Everything seems to be a "go" on this house, EXCEPT...
We found three more houses on that block with similar configuration and pricing within our range. This has changed things considerably.

1. We feel less rushed. Our "upgrade" is still priced the cheapest, but it doesn't suddenly feel like it will be snatched out from under us.

2. The outdated wall coverings, light fixtures, and sinks/showers bother me now a bit more.

3. We are wondering if the good feeling we had about this house was due to comparison to the crappy houses we had seen before it.

We will look at one of the "upgrade"'s competitors, let's call it: FSBO because both owners have been long term unemployed but don't really want to leave and have recently sunk a lot of money remodeling it to the gills so can't go down on price with an elaborate garden that is frankly conservatory-worthy and therefore intimidating to people like us who can barely get our trash out on the proper day and is on the very upper limit of our willingness to pay but could be a great investment.

Or let's call it the "stretch" for short.

Stretch is about $20-$22k more than upgrade, but has a full basement (more sq ft total) and nearly 3/4 acre land in the city (upgrade has 1/3 acre) more bath than upgrade, and one less car garage. Stretch might afford more flexibility in closing, i.e. be willing to tolerate a "we sell before we buy" contingency than upgrade.

And our real estate agent is pessimistic about the sale of out house. This hasn't changed much, but its sinking in now. We are getting a bit of cold feet right now.



  1. PUI,

    A tough one. For what it's worth, here's what I think:

    Scenario 1: I understand you are upgrading to accommodate baby #2, and you have a 3 bdrm house now. I think you can probably get away with a 3 bdrm for another year or 2, till you get tenure and you and hubby decide where you will live.
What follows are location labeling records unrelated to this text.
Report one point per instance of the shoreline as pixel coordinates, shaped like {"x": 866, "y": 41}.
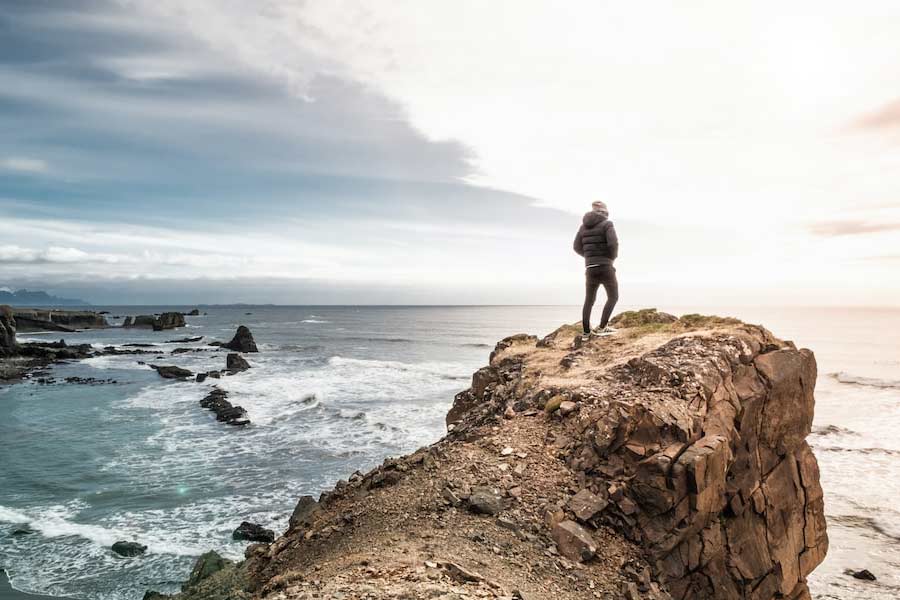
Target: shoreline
{"x": 8, "y": 592}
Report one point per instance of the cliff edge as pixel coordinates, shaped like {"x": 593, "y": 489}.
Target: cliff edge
{"x": 667, "y": 461}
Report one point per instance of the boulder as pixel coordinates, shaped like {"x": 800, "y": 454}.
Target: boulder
{"x": 253, "y": 533}
{"x": 208, "y": 564}
{"x": 123, "y": 548}
{"x": 638, "y": 318}
{"x": 485, "y": 501}
{"x": 303, "y": 513}
{"x": 169, "y": 320}
{"x": 242, "y": 341}
{"x": 574, "y": 541}
{"x": 171, "y": 372}
{"x": 235, "y": 362}
{"x": 7, "y": 331}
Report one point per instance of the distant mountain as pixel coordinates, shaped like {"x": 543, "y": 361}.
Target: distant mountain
{"x": 37, "y": 298}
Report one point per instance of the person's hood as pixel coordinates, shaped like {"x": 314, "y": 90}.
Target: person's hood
{"x": 593, "y": 218}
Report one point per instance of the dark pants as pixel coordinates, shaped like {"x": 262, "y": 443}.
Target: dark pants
{"x": 593, "y": 278}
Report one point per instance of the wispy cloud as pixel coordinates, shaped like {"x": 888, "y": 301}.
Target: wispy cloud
{"x": 24, "y": 165}
{"x": 850, "y": 227}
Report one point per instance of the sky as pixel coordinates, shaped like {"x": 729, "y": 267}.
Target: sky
{"x": 416, "y": 151}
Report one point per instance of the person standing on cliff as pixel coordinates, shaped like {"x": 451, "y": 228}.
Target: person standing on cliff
{"x": 597, "y": 242}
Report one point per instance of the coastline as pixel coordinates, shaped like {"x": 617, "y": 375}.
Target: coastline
{"x": 8, "y": 592}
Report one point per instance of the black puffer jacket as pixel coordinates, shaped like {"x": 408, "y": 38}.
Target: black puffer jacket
{"x": 596, "y": 240}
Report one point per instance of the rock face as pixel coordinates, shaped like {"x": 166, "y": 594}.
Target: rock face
{"x": 242, "y": 341}
{"x": 7, "y": 331}
{"x": 700, "y": 447}
{"x": 168, "y": 320}
{"x": 681, "y": 472}
{"x": 34, "y": 319}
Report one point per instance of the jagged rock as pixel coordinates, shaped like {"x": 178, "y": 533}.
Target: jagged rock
{"x": 169, "y": 320}
{"x": 7, "y": 331}
{"x": 123, "y": 548}
{"x": 863, "y": 574}
{"x": 586, "y": 505}
{"x": 235, "y": 362}
{"x": 225, "y": 412}
{"x": 208, "y": 564}
{"x": 638, "y": 318}
{"x": 303, "y": 513}
{"x": 171, "y": 372}
{"x": 253, "y": 533}
{"x": 34, "y": 319}
{"x": 485, "y": 501}
{"x": 242, "y": 341}
{"x": 574, "y": 541}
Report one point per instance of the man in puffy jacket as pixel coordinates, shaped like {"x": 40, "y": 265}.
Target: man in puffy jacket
{"x": 597, "y": 242}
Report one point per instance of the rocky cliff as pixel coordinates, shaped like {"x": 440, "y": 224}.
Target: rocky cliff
{"x": 7, "y": 331}
{"x": 668, "y": 461}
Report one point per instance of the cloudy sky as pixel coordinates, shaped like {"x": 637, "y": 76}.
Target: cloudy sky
{"x": 443, "y": 152}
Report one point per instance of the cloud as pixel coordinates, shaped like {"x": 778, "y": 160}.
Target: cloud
{"x": 886, "y": 117}
{"x": 851, "y": 227}
{"x": 24, "y": 165}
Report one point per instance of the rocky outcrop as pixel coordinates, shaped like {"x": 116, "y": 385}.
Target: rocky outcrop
{"x": 667, "y": 461}
{"x": 7, "y": 331}
{"x": 696, "y": 450}
{"x": 123, "y": 548}
{"x": 40, "y": 319}
{"x": 241, "y": 342}
{"x": 224, "y": 410}
{"x": 167, "y": 320}
{"x": 235, "y": 362}
{"x": 252, "y": 532}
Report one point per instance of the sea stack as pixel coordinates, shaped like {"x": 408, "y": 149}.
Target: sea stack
{"x": 665, "y": 462}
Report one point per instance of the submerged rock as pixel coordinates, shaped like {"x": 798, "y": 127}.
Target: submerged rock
{"x": 172, "y": 372}
{"x": 123, "y": 548}
{"x": 7, "y": 331}
{"x": 253, "y": 533}
{"x": 235, "y": 362}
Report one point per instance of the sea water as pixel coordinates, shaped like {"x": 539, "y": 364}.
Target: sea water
{"x": 337, "y": 389}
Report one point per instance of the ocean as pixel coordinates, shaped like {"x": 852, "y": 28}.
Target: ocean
{"x": 338, "y": 389}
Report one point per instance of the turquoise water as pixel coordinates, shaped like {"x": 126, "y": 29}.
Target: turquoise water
{"x": 337, "y": 389}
You don't stretch too thin financially and can instead invest in more time together or go other fun places with hubby while you still live in two cities.

    Scenario 2: You love the new house and absolutely must have it. Unless that's true, and it looks like it may not be, perhaps consider scenario 1?
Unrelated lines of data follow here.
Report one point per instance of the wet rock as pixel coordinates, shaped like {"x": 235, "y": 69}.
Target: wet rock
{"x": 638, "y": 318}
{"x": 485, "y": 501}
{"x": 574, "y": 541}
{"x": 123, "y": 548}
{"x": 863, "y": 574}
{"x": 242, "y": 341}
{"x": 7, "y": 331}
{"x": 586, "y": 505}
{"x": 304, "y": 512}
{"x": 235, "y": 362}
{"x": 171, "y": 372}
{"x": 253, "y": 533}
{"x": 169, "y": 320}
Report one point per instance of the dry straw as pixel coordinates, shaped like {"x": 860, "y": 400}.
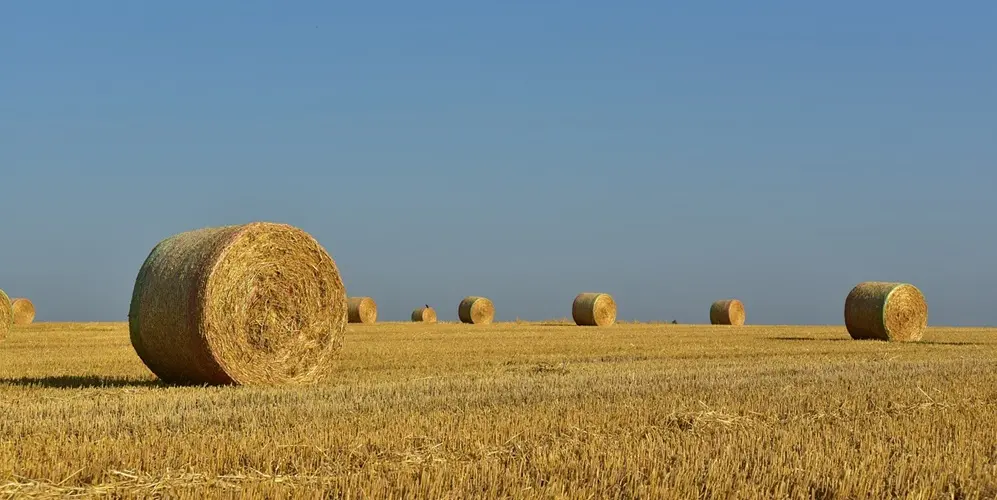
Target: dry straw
{"x": 23, "y": 311}
{"x": 886, "y": 311}
{"x": 727, "y": 312}
{"x": 253, "y": 304}
{"x": 362, "y": 310}
{"x": 424, "y": 314}
{"x": 593, "y": 309}
{"x": 476, "y": 310}
{"x": 6, "y": 315}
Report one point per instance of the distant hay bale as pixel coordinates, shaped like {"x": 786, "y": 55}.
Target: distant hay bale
{"x": 362, "y": 310}
{"x": 424, "y": 315}
{"x": 727, "y": 312}
{"x": 6, "y": 315}
{"x": 252, "y": 304}
{"x": 593, "y": 309}
{"x": 23, "y": 311}
{"x": 476, "y": 310}
{"x": 886, "y": 311}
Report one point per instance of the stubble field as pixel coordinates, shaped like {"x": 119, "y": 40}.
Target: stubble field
{"x": 516, "y": 410}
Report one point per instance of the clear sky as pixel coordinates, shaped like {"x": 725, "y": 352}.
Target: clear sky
{"x": 777, "y": 152}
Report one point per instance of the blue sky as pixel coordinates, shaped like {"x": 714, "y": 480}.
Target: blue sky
{"x": 778, "y": 152}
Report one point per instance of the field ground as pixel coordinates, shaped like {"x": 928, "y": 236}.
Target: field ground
{"x": 516, "y": 410}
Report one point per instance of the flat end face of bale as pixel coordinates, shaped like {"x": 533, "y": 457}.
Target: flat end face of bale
{"x": 476, "y": 311}
{"x": 424, "y": 315}
{"x": 23, "y": 311}
{"x": 274, "y": 307}
{"x": 906, "y": 314}
{"x": 362, "y": 310}
{"x": 727, "y": 312}
{"x": 256, "y": 304}
{"x": 593, "y": 309}
{"x": 881, "y": 310}
{"x": 6, "y": 315}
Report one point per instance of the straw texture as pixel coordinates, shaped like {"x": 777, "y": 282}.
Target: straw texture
{"x": 362, "y": 310}
{"x": 593, "y": 309}
{"x": 6, "y": 315}
{"x": 727, "y": 312}
{"x": 886, "y": 311}
{"x": 23, "y": 311}
{"x": 253, "y": 304}
{"x": 424, "y": 315}
{"x": 476, "y": 310}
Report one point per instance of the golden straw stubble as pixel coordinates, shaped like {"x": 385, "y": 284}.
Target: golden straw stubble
{"x": 727, "y": 312}
{"x": 362, "y": 310}
{"x": 424, "y": 315}
{"x": 23, "y": 311}
{"x": 253, "y": 304}
{"x": 886, "y": 311}
{"x": 476, "y": 310}
{"x": 6, "y": 315}
{"x": 593, "y": 309}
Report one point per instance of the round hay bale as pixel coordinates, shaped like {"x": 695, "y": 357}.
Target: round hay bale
{"x": 6, "y": 315}
{"x": 476, "y": 310}
{"x": 727, "y": 312}
{"x": 252, "y": 304}
{"x": 362, "y": 310}
{"x": 23, "y": 311}
{"x": 424, "y": 314}
{"x": 886, "y": 311}
{"x": 593, "y": 309}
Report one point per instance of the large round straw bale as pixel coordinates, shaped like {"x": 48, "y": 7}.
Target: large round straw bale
{"x": 6, "y": 315}
{"x": 424, "y": 314}
{"x": 886, "y": 311}
{"x": 362, "y": 310}
{"x": 476, "y": 310}
{"x": 593, "y": 309}
{"x": 727, "y": 312}
{"x": 253, "y": 304}
{"x": 23, "y": 311}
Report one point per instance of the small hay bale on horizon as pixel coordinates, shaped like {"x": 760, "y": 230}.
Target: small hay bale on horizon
{"x": 6, "y": 315}
{"x": 889, "y": 311}
{"x": 593, "y": 309}
{"x": 424, "y": 314}
{"x": 256, "y": 304}
{"x": 476, "y": 310}
{"x": 727, "y": 312}
{"x": 362, "y": 310}
{"x": 23, "y": 311}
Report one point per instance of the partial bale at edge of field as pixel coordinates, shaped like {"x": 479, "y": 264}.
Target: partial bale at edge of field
{"x": 727, "y": 312}
{"x": 886, "y": 311}
{"x": 362, "y": 310}
{"x": 23, "y": 311}
{"x": 476, "y": 310}
{"x": 424, "y": 315}
{"x": 253, "y": 304}
{"x": 6, "y": 315}
{"x": 593, "y": 309}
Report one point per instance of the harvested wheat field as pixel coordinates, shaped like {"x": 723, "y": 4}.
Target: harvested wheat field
{"x": 516, "y": 411}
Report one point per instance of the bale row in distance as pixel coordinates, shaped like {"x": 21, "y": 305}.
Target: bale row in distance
{"x": 476, "y": 310}
{"x": 252, "y": 304}
{"x": 6, "y": 315}
{"x": 23, "y": 311}
{"x": 424, "y": 314}
{"x": 886, "y": 311}
{"x": 362, "y": 310}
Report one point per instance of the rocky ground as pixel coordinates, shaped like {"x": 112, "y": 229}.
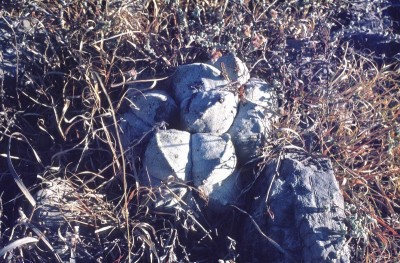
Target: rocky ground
{"x": 71, "y": 181}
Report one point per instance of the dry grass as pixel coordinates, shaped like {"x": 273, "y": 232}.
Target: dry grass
{"x": 335, "y": 102}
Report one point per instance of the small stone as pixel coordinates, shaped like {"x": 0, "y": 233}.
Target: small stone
{"x": 236, "y": 70}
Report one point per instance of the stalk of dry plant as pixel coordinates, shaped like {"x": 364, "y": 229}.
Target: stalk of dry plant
{"x": 67, "y": 58}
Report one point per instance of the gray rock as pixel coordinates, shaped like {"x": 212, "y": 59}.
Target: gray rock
{"x": 147, "y": 110}
{"x": 197, "y": 77}
{"x": 220, "y": 195}
{"x": 168, "y": 154}
{"x": 236, "y": 70}
{"x": 304, "y": 214}
{"x": 213, "y": 158}
{"x": 211, "y": 111}
{"x": 253, "y": 122}
{"x": 213, "y": 171}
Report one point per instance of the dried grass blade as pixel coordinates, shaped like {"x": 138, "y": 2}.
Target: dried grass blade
{"x": 18, "y": 243}
{"x": 14, "y": 174}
    Good luck, this is very tough.

  2. Ehhh. We just upgraded, too. Not in your part of the world but also in a stagnant market.

    Buying before you sell is risky. You don't really know the changeover cost because you don't know what your old place will get. Committing to a contract which is enacted only if your current place sells is a good option, if you really need to buy. This might be the best option if you have found a once in a lifetime place.

    If you are likely to find a place relatively quickly once you sell your own place (unconditionally), because you are interested in a largeish area and there are lots of places on the market, you would probably be better off doing that. If you can get a good deal on a conditional contract, you will get a better one on a fast, unconditional transaction.

    We did this, and the worst part about it was that we felt lost for a while- we had nowhere to live, and we didn't feel secure. But that was for a short period of time, and it turned out well for us.

    Best of luck!

  3. Here's hopefully some practical advice: find out how long houses take to sell in your area and your price range (both upgrade and current houses). Question 1: Which house, upgrade or current is most likely to sell first? Question 2: If upgrade will likely sell first (making the decision to buy now sell later more important), can you pay all bills on both houses until current house sells?

    I made a somewhat similar decision. My partner and I found a great upgrade, bought it, and are now waiting for old house to sell. Bills are a little bit of a stress now, but if grant money runs out and I lose my job (which is possible in the next year or so), and old house doesn't sell, we will have serious problems. Old house hasn't been on the market abnormally long but still...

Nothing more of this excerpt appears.